Among other things, they will:
- Dip beeswax candles
- Cook applesauce over an open fire
- Learn how to harvest wild plants for homemade gifts
- Play active games in the woods (Maccabia style)
Of these wonderful ideas, I am exploring two that seem realistic for our family.
#1 Making Rolled Beeswax Candles
Check out this post from Joybilee Farm about How to Make Rolled Beeswax Candles for Hanukkah – for kids as young as 5! In their post, they cover:
- Why choose beeswax candles over paraffin candles. Fascinating.
- How long these candles burn.
- How to make them, including the supplies needed and step-by-step photos.
I was so intrigued by this that I looked up where to buy beeswax sheets. Happily, I discovered that they are easy to buy online, if you don’t have a local supplier. (I found some designed for Hanukkah, with lots and lots of colors!)

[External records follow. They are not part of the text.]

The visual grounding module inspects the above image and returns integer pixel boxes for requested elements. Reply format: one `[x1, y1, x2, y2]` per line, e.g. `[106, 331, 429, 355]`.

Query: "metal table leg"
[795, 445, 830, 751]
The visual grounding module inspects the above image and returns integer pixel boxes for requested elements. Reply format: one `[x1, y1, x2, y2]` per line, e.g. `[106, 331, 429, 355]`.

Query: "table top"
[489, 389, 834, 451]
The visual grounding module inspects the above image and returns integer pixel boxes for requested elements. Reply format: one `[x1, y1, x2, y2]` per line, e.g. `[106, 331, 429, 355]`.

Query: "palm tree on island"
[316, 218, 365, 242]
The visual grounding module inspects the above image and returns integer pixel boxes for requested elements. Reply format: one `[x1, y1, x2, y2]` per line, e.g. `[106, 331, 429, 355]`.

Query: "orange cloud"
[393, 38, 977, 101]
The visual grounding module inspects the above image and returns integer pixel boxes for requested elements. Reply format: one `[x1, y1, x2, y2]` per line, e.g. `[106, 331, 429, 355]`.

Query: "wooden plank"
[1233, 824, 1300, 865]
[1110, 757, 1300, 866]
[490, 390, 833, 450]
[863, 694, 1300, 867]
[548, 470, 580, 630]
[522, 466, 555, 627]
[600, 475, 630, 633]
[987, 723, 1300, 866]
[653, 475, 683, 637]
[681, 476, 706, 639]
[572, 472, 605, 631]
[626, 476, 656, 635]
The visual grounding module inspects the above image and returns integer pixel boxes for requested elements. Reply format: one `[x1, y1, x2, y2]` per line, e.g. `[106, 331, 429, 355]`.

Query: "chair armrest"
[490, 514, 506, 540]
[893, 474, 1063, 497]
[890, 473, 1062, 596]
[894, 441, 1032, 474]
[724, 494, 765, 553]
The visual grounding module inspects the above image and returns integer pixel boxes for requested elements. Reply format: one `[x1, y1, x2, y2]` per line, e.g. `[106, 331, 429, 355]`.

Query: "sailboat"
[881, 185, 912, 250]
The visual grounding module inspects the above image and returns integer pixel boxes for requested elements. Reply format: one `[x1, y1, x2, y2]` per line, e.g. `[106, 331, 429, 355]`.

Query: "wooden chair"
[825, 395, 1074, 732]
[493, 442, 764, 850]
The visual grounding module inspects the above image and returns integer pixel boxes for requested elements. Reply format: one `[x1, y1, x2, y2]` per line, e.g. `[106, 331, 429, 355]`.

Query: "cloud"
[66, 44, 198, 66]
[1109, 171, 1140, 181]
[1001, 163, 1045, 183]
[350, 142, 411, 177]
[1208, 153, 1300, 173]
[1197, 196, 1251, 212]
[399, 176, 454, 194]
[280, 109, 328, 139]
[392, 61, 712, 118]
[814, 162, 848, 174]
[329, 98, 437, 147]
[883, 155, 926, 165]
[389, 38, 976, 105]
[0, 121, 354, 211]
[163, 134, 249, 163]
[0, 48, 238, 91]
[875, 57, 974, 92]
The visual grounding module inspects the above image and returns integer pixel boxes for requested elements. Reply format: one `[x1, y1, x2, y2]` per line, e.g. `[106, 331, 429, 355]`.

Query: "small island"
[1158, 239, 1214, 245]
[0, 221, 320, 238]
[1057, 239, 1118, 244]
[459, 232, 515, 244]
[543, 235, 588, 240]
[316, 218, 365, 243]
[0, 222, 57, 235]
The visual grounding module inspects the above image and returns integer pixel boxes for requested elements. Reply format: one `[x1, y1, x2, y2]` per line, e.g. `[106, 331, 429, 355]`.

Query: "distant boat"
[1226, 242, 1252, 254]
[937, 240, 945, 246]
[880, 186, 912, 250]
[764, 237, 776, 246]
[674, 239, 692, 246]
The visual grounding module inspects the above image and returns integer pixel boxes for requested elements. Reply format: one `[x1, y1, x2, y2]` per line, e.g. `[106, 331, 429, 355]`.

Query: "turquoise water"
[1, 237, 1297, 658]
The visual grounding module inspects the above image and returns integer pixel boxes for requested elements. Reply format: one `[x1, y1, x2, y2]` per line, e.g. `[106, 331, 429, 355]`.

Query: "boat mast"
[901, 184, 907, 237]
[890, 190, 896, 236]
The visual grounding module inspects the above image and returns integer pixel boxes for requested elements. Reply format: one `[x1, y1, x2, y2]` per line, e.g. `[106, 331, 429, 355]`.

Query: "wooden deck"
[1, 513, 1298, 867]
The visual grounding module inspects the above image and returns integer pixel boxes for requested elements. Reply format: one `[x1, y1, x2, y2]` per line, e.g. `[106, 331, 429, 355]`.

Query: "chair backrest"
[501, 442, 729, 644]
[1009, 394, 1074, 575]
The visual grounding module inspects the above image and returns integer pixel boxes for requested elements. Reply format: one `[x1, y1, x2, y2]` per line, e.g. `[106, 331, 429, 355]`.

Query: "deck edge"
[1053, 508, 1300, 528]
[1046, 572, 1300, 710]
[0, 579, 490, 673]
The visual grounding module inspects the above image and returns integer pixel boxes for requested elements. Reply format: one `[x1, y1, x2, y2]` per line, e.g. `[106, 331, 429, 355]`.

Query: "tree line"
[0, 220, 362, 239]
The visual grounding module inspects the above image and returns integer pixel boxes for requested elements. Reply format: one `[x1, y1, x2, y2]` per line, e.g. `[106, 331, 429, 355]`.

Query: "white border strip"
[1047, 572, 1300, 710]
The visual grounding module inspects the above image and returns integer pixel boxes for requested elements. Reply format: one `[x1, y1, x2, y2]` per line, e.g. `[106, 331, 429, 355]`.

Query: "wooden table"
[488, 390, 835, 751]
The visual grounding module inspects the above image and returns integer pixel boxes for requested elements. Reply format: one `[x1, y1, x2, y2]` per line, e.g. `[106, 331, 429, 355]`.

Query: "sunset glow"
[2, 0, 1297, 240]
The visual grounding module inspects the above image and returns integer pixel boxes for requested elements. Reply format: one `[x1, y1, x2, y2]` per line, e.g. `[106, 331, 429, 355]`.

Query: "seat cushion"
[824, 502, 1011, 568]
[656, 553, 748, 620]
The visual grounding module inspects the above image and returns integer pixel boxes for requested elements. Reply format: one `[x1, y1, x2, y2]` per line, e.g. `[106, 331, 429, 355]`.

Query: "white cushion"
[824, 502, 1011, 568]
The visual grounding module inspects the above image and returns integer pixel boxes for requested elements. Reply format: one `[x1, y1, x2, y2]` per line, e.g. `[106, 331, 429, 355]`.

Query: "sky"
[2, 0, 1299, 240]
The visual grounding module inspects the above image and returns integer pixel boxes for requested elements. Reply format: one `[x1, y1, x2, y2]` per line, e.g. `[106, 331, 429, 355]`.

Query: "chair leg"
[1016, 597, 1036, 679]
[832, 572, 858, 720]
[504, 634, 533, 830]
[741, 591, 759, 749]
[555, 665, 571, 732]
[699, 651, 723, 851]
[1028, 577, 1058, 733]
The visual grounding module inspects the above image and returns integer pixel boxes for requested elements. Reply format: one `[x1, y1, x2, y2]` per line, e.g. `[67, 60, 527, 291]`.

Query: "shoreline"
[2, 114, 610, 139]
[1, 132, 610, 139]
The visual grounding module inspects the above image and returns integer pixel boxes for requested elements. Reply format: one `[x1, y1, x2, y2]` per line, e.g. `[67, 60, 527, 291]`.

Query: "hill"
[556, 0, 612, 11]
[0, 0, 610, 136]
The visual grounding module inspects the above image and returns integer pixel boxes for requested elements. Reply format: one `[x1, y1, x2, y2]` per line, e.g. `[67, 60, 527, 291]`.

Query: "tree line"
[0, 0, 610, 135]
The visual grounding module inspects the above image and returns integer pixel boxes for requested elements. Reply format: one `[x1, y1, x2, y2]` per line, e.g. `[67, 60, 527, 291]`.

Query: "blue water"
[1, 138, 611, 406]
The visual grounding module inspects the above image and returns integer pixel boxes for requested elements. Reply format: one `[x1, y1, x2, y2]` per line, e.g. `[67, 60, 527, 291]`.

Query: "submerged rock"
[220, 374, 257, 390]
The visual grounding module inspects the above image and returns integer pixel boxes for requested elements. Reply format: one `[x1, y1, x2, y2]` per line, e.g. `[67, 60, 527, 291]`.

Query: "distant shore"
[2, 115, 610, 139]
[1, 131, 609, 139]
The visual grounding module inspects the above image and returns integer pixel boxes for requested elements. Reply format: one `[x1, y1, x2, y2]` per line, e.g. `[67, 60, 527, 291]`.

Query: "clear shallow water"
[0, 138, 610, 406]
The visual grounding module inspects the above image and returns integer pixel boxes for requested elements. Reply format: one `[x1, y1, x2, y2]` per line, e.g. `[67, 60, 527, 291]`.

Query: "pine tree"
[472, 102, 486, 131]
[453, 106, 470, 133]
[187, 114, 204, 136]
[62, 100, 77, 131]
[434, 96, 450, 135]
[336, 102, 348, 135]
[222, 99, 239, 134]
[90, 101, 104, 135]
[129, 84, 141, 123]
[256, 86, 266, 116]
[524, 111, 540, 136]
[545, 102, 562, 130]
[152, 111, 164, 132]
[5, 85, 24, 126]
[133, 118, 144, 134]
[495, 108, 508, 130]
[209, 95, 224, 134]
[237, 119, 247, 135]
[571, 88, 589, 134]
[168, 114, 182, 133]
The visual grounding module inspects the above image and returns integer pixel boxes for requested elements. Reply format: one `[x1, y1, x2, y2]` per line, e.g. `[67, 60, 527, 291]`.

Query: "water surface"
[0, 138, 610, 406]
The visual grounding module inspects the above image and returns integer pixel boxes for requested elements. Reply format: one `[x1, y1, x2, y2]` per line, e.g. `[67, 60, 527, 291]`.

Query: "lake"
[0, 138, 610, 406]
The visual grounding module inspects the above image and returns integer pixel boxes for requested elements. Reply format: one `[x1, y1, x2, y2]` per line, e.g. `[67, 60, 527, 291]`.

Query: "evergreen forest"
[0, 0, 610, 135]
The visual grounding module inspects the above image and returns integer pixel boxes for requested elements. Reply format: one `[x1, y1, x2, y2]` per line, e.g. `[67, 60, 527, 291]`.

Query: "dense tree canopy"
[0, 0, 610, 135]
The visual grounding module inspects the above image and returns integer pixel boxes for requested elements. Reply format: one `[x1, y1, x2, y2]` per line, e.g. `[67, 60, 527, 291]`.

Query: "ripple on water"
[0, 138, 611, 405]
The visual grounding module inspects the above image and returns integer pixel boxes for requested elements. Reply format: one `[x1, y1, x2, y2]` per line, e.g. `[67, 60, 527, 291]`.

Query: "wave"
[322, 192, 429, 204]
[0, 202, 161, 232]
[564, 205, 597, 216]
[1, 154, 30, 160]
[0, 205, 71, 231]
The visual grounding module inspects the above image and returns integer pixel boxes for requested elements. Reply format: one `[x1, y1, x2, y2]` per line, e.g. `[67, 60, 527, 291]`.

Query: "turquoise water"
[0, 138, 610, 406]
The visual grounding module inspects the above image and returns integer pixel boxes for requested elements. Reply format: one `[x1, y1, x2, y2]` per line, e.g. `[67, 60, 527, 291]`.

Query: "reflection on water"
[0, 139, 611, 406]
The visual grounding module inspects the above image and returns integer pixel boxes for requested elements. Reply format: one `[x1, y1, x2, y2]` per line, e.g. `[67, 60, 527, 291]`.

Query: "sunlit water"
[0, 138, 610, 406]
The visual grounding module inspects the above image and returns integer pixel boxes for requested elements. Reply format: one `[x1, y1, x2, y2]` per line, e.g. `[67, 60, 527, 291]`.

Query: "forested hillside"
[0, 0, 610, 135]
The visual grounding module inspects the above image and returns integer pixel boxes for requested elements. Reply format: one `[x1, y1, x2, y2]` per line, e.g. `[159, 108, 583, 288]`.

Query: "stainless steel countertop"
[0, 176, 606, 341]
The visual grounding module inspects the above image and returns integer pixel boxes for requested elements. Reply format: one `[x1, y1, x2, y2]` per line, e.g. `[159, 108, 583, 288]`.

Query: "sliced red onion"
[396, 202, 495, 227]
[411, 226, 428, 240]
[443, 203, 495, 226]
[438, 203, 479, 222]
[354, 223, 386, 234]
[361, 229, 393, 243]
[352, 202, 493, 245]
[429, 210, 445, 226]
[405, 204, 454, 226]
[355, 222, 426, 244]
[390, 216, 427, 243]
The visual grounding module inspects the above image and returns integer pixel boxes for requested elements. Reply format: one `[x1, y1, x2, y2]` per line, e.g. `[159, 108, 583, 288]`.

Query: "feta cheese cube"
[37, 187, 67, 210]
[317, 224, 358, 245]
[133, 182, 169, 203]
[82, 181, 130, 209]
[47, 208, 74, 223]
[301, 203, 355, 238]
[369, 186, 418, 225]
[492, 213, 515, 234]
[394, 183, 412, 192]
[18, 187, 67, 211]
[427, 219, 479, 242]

#2 Setting Up a Hanukkah Scavenger Hunt
I attended summer camps where we played games in the woods. In the US, Maccabia games might include flag football, basketball, soccer and much more. But if you have a small family, how can you turn the concept into a fun afternoon event? Here is one idea that is perfect for us, inspired by this article, “30 Hanukkah Games and Activities.”
We can hide symbols of the holiday in a defined outdoor space. While we could drive to the woods, it will be more practical to use our own backyard.
Places to hide things include:
Trees and shrubs from which we could hang symbols, like dreidels tied up with strings or lightweight gold and silver tin menorahs.
The ground near flower beds where we can stick colorful Hanukkah candles
Wooden bench in the yard to which we can tape chocolate gelt.
Here’s what I’m thinking: We can divide our group into two parts. At camp, we were either the kachol (blue) team of the lavan (white) team. So we can give each person a strip of blue or white crepe paper to pin to their clothes.
Once our crew is older, we could even do the searching by flashlight after dark. I love planning new adventures for the holidays!